Ask smart questions, learn valuable information
Lehr: "Part of my old job was to help with the financial viability assessments of the companies, and . . . what that entailed was getting on the phone with CEOs and CFOs of all of the startups that we did business with . . . and reviewing their [profit and loss].
"But also beyond just the pure numbers—because, again, most of them were early—understanding things like: 'Who are your top 10 customers? What is the concentration risk associated with that revenue? Help us understand the background of your management team. Help us understand your net burn, and then also your VCs, and does it look like they would fund you in the future? How much cash do you have left in the bank?' . . .
"But the things that you would see in terms of some of these high-flying companies and, candidly, how small the revenue was, [is that] a lot of these companies that you see hyped in the news are pretty early. So the trick becomes [figuring out] who actually will get the benefit from that use case that they're pitching so much so that they wouldn't use the AWS offering of it or the Microsoft managed service offering. And when a startup can actually solve a problem and bypass some of these big vendors, you know that you can be onto something huge."
For startups: Target lines of business, not innovation teams
Lin: "How do you find the [enterprise customers] that are much more sophisticated, much more early-adopting? And the reality is that there's also people behind that curve. With those folks, what tends to happen is they have these internal 'innovation teams,' and the challenge is if they're not tied to actual business challenges or [business units], it can suck a lot of time out of startups. They end up in these cycles with them doing demos, showing them their product, and at the end of the day doesn't end to actually anything meaningful, whether it's a POC or pilot.
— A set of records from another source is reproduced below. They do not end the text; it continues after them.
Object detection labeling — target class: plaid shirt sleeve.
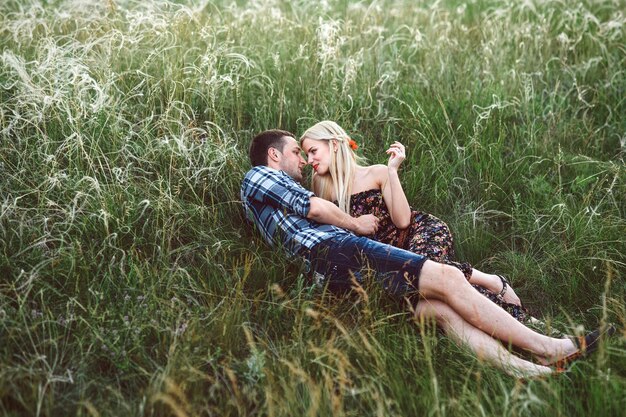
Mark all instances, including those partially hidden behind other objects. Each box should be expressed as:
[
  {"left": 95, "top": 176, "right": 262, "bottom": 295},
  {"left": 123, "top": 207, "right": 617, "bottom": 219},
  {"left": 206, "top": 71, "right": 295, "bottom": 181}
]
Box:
[{"left": 243, "top": 167, "right": 314, "bottom": 217}]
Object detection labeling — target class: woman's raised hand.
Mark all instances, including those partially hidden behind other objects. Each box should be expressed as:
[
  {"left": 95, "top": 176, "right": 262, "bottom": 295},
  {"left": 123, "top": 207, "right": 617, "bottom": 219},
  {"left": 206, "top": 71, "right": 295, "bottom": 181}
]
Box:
[{"left": 387, "top": 141, "right": 406, "bottom": 169}]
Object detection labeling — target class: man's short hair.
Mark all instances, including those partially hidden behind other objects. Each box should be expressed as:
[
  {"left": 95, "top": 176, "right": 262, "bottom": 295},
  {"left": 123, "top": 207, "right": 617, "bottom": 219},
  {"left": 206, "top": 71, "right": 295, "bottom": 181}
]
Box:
[{"left": 249, "top": 129, "right": 295, "bottom": 167}]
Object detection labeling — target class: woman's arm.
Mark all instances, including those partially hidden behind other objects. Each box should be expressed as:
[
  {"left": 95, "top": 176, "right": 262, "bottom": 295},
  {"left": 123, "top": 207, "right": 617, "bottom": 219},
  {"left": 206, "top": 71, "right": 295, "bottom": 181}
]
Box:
[
  {"left": 377, "top": 142, "right": 411, "bottom": 229},
  {"left": 306, "top": 196, "right": 378, "bottom": 235}
]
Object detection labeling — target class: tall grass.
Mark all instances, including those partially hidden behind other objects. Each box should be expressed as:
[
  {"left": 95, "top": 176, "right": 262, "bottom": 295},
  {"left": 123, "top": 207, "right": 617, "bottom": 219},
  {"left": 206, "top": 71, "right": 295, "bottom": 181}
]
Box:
[{"left": 0, "top": 0, "right": 626, "bottom": 416}]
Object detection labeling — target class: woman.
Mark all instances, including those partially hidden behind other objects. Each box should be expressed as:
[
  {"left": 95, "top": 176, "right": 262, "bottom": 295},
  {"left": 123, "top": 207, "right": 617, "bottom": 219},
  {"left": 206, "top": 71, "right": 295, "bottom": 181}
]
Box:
[{"left": 300, "top": 121, "right": 531, "bottom": 322}]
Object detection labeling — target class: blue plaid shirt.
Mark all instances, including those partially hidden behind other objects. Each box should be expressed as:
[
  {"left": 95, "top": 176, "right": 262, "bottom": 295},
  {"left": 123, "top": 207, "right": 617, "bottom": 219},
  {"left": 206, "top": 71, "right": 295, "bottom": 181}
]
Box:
[{"left": 241, "top": 166, "right": 351, "bottom": 255}]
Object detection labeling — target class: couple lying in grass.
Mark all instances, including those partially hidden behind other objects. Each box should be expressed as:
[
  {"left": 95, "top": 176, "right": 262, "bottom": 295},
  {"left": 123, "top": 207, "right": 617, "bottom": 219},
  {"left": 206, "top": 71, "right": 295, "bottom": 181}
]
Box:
[{"left": 241, "top": 121, "right": 614, "bottom": 377}]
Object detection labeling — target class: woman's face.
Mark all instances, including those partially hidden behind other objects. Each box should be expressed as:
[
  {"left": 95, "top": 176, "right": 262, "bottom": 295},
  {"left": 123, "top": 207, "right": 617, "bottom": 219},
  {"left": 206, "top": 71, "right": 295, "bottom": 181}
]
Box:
[{"left": 302, "top": 138, "right": 331, "bottom": 175}]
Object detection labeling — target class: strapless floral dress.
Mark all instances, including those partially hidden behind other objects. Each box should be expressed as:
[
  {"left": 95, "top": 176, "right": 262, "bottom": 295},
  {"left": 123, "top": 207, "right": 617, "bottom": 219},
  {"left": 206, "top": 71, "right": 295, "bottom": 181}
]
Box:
[{"left": 346, "top": 189, "right": 529, "bottom": 322}]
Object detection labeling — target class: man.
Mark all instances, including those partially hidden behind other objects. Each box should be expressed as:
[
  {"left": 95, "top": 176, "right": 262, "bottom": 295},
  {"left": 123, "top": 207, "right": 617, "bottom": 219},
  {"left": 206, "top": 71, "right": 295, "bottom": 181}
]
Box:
[{"left": 241, "top": 130, "right": 600, "bottom": 376}]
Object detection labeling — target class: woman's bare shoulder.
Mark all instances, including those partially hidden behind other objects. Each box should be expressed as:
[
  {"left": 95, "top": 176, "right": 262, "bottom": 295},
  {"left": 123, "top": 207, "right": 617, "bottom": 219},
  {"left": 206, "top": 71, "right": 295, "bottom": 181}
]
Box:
[{"left": 356, "top": 164, "right": 388, "bottom": 189}]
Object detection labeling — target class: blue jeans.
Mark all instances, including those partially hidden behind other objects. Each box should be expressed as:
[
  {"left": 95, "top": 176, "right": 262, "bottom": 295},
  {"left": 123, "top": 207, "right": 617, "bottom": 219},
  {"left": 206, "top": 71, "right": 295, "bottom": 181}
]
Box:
[{"left": 309, "top": 236, "right": 426, "bottom": 297}]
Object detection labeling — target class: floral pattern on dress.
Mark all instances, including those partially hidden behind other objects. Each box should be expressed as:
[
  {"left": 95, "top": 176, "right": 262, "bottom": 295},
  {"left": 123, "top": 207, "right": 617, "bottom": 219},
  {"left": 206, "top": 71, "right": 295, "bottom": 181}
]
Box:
[{"left": 346, "top": 189, "right": 529, "bottom": 322}]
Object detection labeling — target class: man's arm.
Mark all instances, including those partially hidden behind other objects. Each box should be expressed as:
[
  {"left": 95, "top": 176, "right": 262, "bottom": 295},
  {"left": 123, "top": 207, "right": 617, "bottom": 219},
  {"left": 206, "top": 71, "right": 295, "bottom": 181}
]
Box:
[{"left": 306, "top": 196, "right": 378, "bottom": 235}]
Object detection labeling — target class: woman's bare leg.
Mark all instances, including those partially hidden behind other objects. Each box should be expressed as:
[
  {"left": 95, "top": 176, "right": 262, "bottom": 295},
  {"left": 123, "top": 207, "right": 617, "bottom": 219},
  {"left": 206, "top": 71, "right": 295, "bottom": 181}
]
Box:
[
  {"left": 416, "top": 300, "right": 552, "bottom": 377},
  {"left": 418, "top": 261, "right": 578, "bottom": 362},
  {"left": 470, "top": 268, "right": 522, "bottom": 306}
]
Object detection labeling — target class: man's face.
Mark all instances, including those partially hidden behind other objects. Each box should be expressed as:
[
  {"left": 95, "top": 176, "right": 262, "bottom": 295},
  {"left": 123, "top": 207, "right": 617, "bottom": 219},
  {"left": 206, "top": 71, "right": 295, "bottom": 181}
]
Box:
[{"left": 278, "top": 136, "right": 306, "bottom": 182}]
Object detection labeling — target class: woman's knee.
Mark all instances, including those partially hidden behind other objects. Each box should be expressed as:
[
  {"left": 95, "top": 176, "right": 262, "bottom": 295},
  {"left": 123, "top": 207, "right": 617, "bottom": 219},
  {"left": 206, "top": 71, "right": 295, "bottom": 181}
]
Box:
[{"left": 419, "top": 261, "right": 467, "bottom": 299}]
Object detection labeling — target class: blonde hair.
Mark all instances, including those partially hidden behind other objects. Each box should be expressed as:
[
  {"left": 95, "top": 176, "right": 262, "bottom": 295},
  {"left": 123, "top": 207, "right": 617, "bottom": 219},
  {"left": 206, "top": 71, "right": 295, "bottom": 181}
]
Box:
[{"left": 300, "top": 120, "right": 365, "bottom": 214}]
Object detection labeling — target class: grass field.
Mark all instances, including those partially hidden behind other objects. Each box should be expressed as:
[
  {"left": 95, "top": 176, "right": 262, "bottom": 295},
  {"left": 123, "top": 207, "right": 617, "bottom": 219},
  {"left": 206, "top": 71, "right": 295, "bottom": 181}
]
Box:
[{"left": 0, "top": 0, "right": 626, "bottom": 417}]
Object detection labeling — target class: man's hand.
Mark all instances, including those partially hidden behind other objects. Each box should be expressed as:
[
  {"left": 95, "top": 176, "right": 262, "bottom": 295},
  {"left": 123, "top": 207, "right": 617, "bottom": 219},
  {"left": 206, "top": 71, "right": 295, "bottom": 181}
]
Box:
[{"left": 354, "top": 214, "right": 379, "bottom": 236}]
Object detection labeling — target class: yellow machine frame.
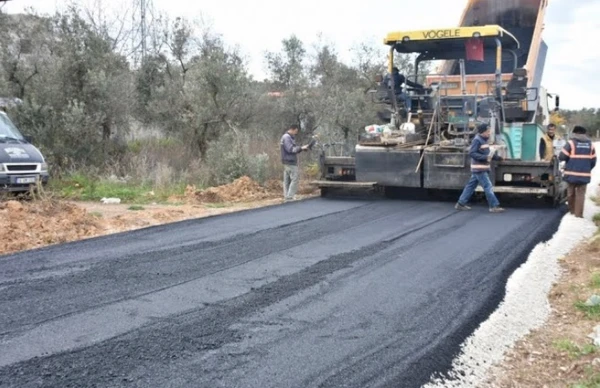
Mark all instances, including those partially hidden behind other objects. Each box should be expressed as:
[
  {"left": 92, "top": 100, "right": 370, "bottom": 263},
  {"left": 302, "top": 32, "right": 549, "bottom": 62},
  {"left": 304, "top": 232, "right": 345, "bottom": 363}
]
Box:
[{"left": 384, "top": 25, "right": 520, "bottom": 95}]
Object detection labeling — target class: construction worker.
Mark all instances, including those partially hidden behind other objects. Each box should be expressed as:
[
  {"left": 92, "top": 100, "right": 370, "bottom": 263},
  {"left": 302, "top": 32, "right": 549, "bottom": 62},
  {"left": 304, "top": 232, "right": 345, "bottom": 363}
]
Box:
[
  {"left": 540, "top": 123, "right": 561, "bottom": 162},
  {"left": 384, "top": 66, "right": 423, "bottom": 111},
  {"left": 280, "top": 124, "right": 309, "bottom": 202},
  {"left": 558, "top": 125, "right": 596, "bottom": 218},
  {"left": 454, "top": 124, "right": 504, "bottom": 213}
]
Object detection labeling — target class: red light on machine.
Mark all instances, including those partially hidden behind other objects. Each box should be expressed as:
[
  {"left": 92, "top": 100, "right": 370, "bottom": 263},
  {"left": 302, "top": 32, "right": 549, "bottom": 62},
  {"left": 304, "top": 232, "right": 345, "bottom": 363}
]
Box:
[{"left": 465, "top": 38, "right": 484, "bottom": 62}]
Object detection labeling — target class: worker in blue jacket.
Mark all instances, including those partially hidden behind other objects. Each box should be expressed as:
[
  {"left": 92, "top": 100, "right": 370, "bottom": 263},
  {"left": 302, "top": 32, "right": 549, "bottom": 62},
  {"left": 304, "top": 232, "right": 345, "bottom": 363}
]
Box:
[
  {"left": 558, "top": 125, "right": 596, "bottom": 218},
  {"left": 455, "top": 124, "right": 504, "bottom": 213}
]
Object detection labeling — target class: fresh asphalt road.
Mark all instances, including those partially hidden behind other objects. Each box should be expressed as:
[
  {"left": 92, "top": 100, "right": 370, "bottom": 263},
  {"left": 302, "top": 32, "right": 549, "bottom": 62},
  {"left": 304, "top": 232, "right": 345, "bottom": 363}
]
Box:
[{"left": 0, "top": 198, "right": 563, "bottom": 388}]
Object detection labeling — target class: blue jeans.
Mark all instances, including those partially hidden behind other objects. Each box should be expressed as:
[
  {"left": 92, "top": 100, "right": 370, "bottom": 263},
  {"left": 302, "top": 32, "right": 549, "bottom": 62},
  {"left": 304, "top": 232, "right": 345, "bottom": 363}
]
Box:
[
  {"left": 396, "top": 93, "right": 412, "bottom": 111},
  {"left": 458, "top": 171, "right": 500, "bottom": 208}
]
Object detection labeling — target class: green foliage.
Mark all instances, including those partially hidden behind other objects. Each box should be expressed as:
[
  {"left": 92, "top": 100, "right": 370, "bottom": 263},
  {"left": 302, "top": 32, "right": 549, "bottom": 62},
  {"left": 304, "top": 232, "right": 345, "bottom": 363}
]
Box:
[
  {"left": 206, "top": 134, "right": 269, "bottom": 185},
  {"left": 0, "top": 7, "right": 432, "bottom": 192},
  {"left": 554, "top": 339, "right": 598, "bottom": 358}
]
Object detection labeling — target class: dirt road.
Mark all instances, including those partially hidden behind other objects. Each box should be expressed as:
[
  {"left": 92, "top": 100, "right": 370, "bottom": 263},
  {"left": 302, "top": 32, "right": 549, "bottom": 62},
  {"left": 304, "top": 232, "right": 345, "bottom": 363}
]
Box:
[{"left": 0, "top": 198, "right": 563, "bottom": 388}]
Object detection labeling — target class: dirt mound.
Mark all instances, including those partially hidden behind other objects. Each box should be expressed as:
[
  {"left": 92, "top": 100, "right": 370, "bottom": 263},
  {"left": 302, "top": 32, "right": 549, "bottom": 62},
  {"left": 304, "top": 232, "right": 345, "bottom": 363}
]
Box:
[
  {"left": 0, "top": 200, "right": 103, "bottom": 254},
  {"left": 195, "top": 176, "right": 273, "bottom": 203}
]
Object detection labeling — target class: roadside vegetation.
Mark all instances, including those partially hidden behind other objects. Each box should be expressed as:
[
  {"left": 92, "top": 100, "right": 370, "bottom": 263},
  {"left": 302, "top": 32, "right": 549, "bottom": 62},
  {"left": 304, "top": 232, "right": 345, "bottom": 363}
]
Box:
[{"left": 490, "top": 197, "right": 600, "bottom": 388}]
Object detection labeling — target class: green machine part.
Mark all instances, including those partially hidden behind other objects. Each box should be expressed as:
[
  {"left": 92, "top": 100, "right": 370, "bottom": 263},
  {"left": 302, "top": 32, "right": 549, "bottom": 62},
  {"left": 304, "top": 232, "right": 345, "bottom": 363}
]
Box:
[{"left": 502, "top": 123, "right": 544, "bottom": 161}]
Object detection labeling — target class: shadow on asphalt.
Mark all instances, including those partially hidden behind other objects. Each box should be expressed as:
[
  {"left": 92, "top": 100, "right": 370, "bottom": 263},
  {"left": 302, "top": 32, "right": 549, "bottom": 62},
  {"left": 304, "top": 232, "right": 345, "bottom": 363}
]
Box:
[{"left": 323, "top": 187, "right": 567, "bottom": 211}]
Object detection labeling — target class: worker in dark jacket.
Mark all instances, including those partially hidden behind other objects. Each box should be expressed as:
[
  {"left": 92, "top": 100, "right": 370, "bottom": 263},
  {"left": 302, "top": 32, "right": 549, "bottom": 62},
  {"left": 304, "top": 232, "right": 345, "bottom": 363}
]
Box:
[
  {"left": 455, "top": 124, "right": 504, "bottom": 213},
  {"left": 539, "top": 124, "right": 561, "bottom": 162},
  {"left": 384, "top": 66, "right": 423, "bottom": 111},
  {"left": 280, "top": 124, "right": 308, "bottom": 202},
  {"left": 558, "top": 126, "right": 596, "bottom": 218}
]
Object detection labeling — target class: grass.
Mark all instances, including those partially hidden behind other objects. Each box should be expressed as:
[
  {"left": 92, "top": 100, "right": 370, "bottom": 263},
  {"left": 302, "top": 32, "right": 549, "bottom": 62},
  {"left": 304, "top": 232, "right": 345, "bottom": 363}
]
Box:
[
  {"left": 204, "top": 203, "right": 231, "bottom": 209},
  {"left": 575, "top": 300, "right": 600, "bottom": 320},
  {"left": 571, "top": 366, "right": 600, "bottom": 388},
  {"left": 590, "top": 272, "right": 600, "bottom": 289},
  {"left": 48, "top": 174, "right": 185, "bottom": 204},
  {"left": 554, "top": 339, "right": 598, "bottom": 358},
  {"left": 554, "top": 339, "right": 598, "bottom": 359}
]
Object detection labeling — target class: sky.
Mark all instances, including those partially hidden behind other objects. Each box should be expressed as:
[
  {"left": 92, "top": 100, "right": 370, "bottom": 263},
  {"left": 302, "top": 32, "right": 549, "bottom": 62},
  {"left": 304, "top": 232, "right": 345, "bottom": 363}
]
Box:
[{"left": 2, "top": 0, "right": 600, "bottom": 109}]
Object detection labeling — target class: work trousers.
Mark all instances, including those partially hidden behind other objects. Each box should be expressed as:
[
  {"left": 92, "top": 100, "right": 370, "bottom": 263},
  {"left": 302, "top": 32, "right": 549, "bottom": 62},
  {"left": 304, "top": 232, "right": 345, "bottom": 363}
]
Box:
[
  {"left": 458, "top": 171, "right": 500, "bottom": 209},
  {"left": 567, "top": 183, "right": 587, "bottom": 218},
  {"left": 283, "top": 164, "right": 298, "bottom": 201}
]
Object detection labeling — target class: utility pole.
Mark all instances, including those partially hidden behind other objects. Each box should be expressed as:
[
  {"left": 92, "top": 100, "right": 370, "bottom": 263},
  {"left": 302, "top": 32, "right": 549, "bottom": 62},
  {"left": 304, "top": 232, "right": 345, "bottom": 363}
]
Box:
[{"left": 140, "top": 0, "right": 146, "bottom": 65}]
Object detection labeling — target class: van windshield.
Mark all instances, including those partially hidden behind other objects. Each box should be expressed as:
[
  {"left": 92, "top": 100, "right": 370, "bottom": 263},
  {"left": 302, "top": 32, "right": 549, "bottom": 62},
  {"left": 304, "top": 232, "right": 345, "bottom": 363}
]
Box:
[{"left": 0, "top": 113, "right": 25, "bottom": 140}]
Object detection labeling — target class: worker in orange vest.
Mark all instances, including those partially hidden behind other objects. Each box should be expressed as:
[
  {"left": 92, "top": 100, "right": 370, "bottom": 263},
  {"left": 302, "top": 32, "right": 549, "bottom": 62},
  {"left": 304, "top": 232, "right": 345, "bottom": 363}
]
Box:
[
  {"left": 558, "top": 125, "right": 596, "bottom": 218},
  {"left": 540, "top": 123, "right": 561, "bottom": 162}
]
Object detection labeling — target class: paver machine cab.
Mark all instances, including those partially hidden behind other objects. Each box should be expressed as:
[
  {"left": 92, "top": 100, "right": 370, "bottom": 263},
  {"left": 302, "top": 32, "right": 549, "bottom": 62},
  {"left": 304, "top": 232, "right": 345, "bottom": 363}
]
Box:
[{"left": 315, "top": 0, "right": 565, "bottom": 205}]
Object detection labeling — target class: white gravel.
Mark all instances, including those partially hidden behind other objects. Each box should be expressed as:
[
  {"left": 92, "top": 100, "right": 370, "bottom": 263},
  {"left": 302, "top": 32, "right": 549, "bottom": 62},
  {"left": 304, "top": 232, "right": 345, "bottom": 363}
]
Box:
[{"left": 424, "top": 142, "right": 600, "bottom": 388}]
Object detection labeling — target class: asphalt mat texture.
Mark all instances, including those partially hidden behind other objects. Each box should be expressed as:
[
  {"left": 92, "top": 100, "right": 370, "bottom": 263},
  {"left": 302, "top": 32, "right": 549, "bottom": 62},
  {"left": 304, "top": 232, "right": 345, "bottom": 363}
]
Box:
[{"left": 0, "top": 198, "right": 564, "bottom": 388}]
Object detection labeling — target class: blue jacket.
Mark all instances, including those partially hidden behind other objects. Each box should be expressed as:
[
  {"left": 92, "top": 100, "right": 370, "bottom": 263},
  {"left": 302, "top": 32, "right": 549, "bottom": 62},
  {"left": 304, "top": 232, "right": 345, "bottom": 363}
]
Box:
[
  {"left": 469, "top": 135, "right": 502, "bottom": 172},
  {"left": 279, "top": 132, "right": 302, "bottom": 166},
  {"left": 558, "top": 134, "right": 596, "bottom": 185}
]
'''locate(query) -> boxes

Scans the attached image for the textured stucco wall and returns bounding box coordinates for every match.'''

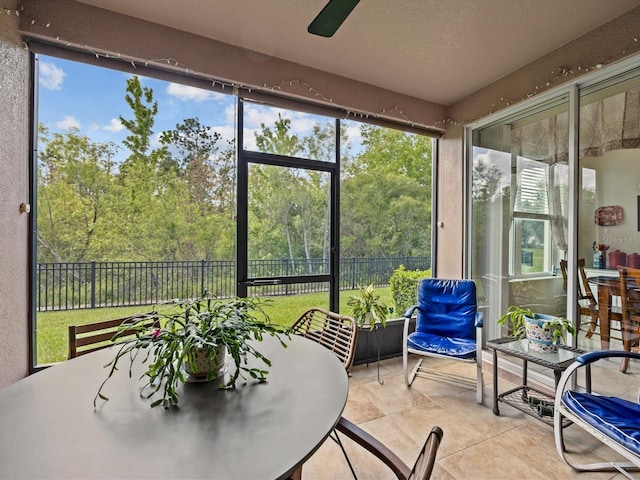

"And for startups, every day is burn. So that can be really, really painful and actually harmful to the startups. For these large companies who are trying to make their KPIs—[maybe] how many new startups they've met with—they don't realize that it can be really, really hurtful to startups. So we actually advise most companies to stay away from quote-unquote 'innovation teams' and, as soon as possible, get into the line of business."